敷地や予算や要望や、という制約の中でも、無限、とはいえないまでももっと可能性があるはずなのに、現実の世界や雑誌やメディアで「見慣れた」ものに近づけておけば良いと、その範囲で無批判に作ってしまうのは、逆にいうと「見慣れない」「突飛な」ものを生み出すのはとても大変だし、その上で正当に評価されないとしたら悲惨なので、安心側に寄ってしまうのは、人間の人生も同じことだ。
そんな下世話なレベルでなく、「名建築」と呼ばれるものたちにしても、その時代の美意識や枠組み、それから逃れようとする建築家の恣意的な価値観に「囚われ」てしまっているものであり、その「安易さ」が許せないのが磯崎さんだったと言えるように思う。
その辺の人間を観察して見える範囲で「人間とは」と帰納的に論じるのは安易であり、逆に演繹的に本質としての「人間とは」を問うのは必然的に哲学的になり、それと同じことを建築で考え続けたということかな。
「恣意性」を消した結果「作家が消える」ことで「馬鹿馬鹿しいまでに単純化され」「動かし難い存在感を持つ」。
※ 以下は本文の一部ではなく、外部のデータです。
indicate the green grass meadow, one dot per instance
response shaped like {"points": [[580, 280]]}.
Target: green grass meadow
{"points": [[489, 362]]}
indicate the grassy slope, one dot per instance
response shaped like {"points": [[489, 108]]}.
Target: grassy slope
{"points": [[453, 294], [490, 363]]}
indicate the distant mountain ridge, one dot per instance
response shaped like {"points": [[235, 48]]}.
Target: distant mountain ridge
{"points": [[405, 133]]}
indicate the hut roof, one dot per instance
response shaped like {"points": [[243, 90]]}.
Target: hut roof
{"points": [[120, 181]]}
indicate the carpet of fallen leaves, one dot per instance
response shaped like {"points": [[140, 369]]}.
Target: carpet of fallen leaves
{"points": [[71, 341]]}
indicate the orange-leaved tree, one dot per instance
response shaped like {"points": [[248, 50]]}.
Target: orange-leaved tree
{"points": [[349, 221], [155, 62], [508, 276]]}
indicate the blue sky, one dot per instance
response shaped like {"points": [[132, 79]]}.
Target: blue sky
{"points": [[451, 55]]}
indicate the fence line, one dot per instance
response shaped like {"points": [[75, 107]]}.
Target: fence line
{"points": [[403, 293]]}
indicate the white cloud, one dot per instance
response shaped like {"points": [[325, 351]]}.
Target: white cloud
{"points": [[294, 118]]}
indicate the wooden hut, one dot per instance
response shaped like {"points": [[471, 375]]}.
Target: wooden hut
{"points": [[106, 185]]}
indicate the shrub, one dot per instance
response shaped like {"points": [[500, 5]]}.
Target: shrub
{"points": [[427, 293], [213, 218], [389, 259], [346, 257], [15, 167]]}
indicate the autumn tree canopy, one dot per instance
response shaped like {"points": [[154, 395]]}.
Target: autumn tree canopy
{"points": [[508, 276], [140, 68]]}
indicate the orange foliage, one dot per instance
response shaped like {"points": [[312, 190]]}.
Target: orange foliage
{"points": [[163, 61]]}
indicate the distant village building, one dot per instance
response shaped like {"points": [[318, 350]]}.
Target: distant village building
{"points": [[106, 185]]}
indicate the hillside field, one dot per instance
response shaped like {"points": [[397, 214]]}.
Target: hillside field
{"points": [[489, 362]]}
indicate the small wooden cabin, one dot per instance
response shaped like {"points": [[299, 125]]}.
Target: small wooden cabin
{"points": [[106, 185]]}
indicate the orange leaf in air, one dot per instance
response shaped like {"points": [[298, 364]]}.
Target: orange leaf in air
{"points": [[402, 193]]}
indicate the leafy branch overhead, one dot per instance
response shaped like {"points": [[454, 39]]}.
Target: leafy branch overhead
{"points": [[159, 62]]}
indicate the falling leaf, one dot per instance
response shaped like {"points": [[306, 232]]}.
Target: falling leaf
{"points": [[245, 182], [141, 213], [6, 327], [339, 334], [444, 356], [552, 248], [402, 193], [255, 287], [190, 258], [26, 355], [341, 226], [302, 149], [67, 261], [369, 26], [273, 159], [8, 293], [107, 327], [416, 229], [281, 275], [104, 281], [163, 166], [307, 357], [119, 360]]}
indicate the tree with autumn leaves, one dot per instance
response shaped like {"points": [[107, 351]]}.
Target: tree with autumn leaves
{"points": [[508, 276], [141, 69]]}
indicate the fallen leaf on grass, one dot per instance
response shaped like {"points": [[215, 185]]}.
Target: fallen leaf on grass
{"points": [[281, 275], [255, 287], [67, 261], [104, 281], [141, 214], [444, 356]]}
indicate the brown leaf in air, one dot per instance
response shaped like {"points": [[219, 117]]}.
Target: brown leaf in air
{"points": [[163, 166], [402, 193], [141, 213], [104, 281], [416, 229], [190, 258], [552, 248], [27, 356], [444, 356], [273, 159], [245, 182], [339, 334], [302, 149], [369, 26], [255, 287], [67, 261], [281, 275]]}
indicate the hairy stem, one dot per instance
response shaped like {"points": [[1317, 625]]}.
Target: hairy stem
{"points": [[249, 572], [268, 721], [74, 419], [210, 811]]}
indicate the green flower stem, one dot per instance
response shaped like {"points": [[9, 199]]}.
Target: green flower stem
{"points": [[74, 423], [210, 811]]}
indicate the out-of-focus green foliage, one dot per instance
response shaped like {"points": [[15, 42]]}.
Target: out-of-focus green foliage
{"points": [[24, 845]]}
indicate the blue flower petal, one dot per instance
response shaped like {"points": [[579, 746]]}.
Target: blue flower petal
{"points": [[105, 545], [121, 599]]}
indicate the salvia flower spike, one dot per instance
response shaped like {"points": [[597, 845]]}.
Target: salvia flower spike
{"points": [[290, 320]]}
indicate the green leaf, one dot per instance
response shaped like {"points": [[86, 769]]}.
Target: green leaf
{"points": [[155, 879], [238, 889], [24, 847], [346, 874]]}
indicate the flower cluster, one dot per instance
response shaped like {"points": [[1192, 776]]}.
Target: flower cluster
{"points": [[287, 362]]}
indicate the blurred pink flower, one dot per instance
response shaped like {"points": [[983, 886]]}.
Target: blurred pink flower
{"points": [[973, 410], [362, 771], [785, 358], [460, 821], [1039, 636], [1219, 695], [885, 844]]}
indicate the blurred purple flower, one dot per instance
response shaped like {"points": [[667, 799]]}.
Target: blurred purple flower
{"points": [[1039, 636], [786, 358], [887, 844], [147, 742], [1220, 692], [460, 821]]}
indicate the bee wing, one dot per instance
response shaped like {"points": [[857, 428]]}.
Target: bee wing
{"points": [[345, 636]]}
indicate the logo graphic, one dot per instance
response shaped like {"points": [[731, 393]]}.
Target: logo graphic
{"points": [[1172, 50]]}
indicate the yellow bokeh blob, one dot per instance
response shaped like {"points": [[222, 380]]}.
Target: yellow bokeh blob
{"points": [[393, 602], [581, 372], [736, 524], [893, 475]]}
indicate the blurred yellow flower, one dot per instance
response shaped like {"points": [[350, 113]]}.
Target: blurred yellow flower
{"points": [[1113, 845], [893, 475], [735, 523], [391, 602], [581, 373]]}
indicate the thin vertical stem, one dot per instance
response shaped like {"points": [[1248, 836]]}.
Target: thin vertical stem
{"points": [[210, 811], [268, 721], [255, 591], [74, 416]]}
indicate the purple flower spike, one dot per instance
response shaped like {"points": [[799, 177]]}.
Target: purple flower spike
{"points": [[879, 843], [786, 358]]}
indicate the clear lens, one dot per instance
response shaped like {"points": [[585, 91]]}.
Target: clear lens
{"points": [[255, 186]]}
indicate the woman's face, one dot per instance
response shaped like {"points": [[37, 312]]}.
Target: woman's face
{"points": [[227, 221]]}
磯崎さんが初期の作品で立方体フレームにこだわったのはそういう理由であると。
和風建築の世界で言えば、趣味や様式、美意識の世界にしかすぎないと、吉田五十八、村野藤吾、吉村順三なども下しつつ、堀口捨己のみ、「自らの方法としてそのデザインを問題構制に組み立て得た」と評価する。
でもというか、だからこそ、磯崎さんも堀口さんもだけど、できた建築がそっけなく、味気なく感じるのは当然とも言えるし、村野藤吾が渡辺節に「売れる設計をしてくれ」と言われたように、建築には「味気」も必要だとも言える。でも最初から味気を追ったら名作は生まれず、「愚作論」に書かれたように駄作ではなく愚作となってしまうかもしれないものの先に名作が生まれ得る、つまり、空振り覚悟でフルスイングすること、なのかな。足元を見て安心して歩むのではなく、遠い先を常に意識しながら転ぼうが進んでゆく、みたいな。でも村野さんはその「味気」にフルスイングしていたように見えるから好きなんだよな〜。
でも世の中ますますチープな味気に満ちてきてるように思うから、磯崎さんが残したものを、難しいけど時々噛み締めてみなければ、と思うし、小さくとも、自分なりの「問題構制」というものを組み立ててゆきたいとは思っている。